The three briefs take longer end to end than the one-liner did. But with no Monday rewrite at the end, the total is faster. One small trick worth copying: the explicit "do not change any code" in Brief 1. Without it, an investigation request sometimes comes back with a helpful, unrequested implementation attached.

Acceptance criteria: describe the finished state in three lines

The acceptance criteria attached to Brief 2 are the load-bearing part of this whole routine. The format is plain: three observable statements describing what "done" looks like.

The craft is in deleting vague words. To an agent, "appropriately," "as needed," and "in a clean way" all translate to "you decide." If there is a decision you do not want delegated, write it down as a criterion on the spot. Whatever you leave unwritten, you have delegated — and you forfeit the right to complain about how it was decided. Moving that line into the brief itself has eliminated most of my arguments with the review (the counterparty being an agent notwithstanding).

Criteria pay a second dividend: Brief 3 reuses them verbatim as its verification checklist. Two minutes of writing buys the test plan for free.

Going parallel?
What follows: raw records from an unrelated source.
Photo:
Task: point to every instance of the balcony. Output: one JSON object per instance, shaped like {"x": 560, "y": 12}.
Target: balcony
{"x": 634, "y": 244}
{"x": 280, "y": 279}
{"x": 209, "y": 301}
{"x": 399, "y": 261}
Cut along file boundaries

Antigravity 2.0 added worktrees and project management, which makes running several agents at once genuinely practical. But parallel failures almost always reduce to a single cause: two tasks touching the same file.

My rule is conservative. I parallelize only when I can say with confidence that the sets of files involved do not intersect. If I hesitate, it runs serially. In practice, the time saved by parallel execution has been smaller than I hoped and the time lost untangling merge conflicts larger than I feared. The wins survive only across coarse boundaries — frontend versus backend, app code versus documentation.
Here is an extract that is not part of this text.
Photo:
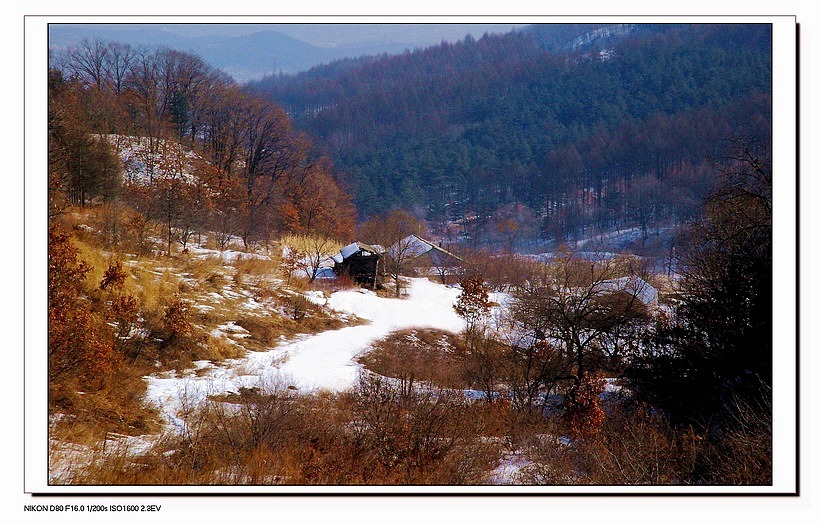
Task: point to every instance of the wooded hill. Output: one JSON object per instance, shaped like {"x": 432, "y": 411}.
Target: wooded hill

When a big, vague request is the right call

The review-unit rule has a deliberate exception. Throwaway prototypes, greenfield experiments, and explorations where failure costs nothing — those I hand over in one big line, on purpose. Output that will never be reviewed has no business being sized for review.

The deciding question is the lifespan of the artifact. Code I will maintain gets cut small and walked through checkpoints; code I will discard gets thrown large and fast. Same agent, different brief shapes, chosen by how long the result has to live.

One question before you hit send

Next time you are about to hand an agent a task, pause after writing the brief and ask: how many minutes will it take me to review what comes back? If the honest answer is more than fifteen, send only the investigation or the plan first. That single habit changes both the precision of what returns and the shape of the time you spend correcting it.